- Born: 1984 (age 41–42) Paris, France
- Occupations: Fashion designer, creative director
- Employer: Balmain (2025–present)

= Antonin Tron =

French fashion designer (born 1984)

Antonin Tron (born 1984) is a French fashion designer. His brand is Atlein, and he is the creative director of Balmain since November 2025.

== Life and career ==
Antonin Tron was born in 1984 in Paris, France. He attended the Académie royale des beaux-arts d'Anvers, from 2004 until his graduation in 2008. During his studies, he interned at Vivienne Westwood in London.

He worked as an assistant for Olivier Rizzo until the end of 2008, and then started an internship with Raf Simons. In September 2009, he started working on menswear at Louis Vuitton along with Paul Helbers sur les collections hommes. In 2011, Tron joined Givenchy as a designer for the women collections, alongside Riccardo Tisci. In January 2012, he was hired by Nicolas Ghesquière to work for Balenciaga. Later, he worked freelance for Alexander Wang and Demna Gvasalia.

In 2016, Tron launched the brand Atlein. The brand name is a portmanteau of the word 'Atlantic' and the German word 'allein', meaning 'alone'. He was awarded the prix des Premières Collections by the Association nationale pour le développement des arts de la mode, and earned a 100,000 euros grant. During his very first fashion show, Anna Wintour tweeted about his collection, attracting attention on the brand. This allowed Tron to sell his clothes at department stores such as Neiman Marcus, Nordstrom or Galeries Lafayette. In 2017, his brand was a finalist for the LVMH Prize. In July 2018, he received the Grand Prix from the Association nationale pour le développement des arts de la mode, with a 250,000 euros grant. In 2024, he created a collection in collaboration with Kylie Jenner's brand Khy.
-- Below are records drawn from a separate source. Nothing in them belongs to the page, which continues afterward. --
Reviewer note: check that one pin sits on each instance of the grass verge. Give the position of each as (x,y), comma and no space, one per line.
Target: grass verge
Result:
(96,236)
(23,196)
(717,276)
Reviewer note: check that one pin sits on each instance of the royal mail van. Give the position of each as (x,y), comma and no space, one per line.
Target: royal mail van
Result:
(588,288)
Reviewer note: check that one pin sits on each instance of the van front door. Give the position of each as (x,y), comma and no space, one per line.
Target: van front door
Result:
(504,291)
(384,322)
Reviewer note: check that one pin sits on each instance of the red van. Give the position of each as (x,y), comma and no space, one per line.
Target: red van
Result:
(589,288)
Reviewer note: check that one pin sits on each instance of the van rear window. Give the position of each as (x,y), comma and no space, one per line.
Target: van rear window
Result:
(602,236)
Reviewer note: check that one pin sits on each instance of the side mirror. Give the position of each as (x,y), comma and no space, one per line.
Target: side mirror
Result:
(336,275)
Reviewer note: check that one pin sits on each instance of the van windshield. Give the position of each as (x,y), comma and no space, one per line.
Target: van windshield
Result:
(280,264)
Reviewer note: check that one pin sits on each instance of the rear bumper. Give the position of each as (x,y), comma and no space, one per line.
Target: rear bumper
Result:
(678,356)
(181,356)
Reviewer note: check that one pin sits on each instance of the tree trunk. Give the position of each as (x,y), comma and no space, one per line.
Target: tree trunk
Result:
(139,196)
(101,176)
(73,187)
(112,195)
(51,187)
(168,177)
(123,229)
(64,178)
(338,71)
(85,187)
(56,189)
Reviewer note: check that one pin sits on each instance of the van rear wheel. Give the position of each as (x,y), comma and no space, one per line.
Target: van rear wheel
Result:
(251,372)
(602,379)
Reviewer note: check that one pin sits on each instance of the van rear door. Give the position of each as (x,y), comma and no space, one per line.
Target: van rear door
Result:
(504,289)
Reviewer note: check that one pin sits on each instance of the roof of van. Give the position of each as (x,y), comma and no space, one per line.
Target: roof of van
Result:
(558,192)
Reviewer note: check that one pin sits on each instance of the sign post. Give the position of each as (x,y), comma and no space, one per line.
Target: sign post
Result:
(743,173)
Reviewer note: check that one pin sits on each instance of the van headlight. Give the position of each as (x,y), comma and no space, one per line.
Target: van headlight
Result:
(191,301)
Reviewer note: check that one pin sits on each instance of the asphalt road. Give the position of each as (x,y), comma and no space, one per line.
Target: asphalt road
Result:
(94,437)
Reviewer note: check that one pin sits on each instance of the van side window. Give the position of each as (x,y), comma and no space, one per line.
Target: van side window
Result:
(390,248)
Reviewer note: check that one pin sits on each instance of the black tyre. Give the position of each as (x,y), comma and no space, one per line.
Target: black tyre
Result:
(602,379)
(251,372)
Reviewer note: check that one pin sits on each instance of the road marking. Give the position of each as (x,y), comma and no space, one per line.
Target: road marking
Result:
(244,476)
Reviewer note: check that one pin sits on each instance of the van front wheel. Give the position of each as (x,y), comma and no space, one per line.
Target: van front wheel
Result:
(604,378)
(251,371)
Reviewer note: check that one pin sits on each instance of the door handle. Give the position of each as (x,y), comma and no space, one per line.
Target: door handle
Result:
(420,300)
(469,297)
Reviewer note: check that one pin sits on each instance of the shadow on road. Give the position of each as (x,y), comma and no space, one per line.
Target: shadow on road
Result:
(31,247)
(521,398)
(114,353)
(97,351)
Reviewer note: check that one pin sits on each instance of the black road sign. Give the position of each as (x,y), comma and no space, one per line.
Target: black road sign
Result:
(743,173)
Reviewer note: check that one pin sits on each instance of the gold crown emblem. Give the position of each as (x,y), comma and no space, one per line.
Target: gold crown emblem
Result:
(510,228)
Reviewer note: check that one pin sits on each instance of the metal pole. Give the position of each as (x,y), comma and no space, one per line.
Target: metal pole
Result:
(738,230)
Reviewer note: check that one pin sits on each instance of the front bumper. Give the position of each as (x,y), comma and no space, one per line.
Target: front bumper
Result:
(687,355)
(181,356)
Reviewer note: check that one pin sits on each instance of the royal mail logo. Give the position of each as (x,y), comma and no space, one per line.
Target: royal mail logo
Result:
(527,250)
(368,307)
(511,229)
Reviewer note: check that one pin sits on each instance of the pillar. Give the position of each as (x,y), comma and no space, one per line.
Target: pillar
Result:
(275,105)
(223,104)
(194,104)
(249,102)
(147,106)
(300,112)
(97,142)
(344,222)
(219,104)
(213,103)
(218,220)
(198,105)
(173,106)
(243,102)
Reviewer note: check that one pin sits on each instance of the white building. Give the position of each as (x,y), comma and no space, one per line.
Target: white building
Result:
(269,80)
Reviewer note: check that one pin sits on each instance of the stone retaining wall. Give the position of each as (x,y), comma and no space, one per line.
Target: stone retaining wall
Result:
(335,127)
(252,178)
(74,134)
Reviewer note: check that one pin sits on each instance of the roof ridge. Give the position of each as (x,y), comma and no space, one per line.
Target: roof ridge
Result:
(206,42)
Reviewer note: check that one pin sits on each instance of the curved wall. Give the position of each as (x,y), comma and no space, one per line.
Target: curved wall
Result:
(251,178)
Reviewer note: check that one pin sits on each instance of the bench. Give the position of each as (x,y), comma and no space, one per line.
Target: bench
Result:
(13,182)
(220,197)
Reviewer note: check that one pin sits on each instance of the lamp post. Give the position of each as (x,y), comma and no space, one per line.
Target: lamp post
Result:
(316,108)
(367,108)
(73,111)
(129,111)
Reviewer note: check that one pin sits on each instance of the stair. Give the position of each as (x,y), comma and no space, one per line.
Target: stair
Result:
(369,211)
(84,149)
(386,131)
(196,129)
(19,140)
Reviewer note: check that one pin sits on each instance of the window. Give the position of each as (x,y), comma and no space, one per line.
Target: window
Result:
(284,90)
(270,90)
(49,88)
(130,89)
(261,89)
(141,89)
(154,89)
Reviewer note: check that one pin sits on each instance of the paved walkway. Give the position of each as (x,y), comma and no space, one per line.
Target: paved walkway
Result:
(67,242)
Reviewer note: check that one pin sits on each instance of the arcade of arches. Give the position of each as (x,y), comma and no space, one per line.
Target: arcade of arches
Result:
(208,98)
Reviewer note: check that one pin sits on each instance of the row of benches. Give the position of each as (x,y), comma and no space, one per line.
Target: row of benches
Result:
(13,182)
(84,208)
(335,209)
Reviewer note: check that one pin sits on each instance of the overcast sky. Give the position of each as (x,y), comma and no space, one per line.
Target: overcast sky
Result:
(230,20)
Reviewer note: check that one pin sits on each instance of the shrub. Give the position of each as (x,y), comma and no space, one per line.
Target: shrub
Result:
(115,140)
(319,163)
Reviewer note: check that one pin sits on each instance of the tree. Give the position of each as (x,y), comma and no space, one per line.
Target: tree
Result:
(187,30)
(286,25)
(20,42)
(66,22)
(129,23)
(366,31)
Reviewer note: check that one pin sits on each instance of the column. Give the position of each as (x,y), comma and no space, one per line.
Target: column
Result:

On November 12, 2025, Tron was announced to be the creative director of Balmain.

== Style ==
With his brand Atlein, Tron was known for his dresses made of draped jersey. In a portrait published in the September 2016 edition of Vogue, fashion journalist Hamish Bowles compared him to Alaïa. He is inspired by Jean Muir. British Vogue listed Atlein among fashion creators they deemed part of a "new wave of talent".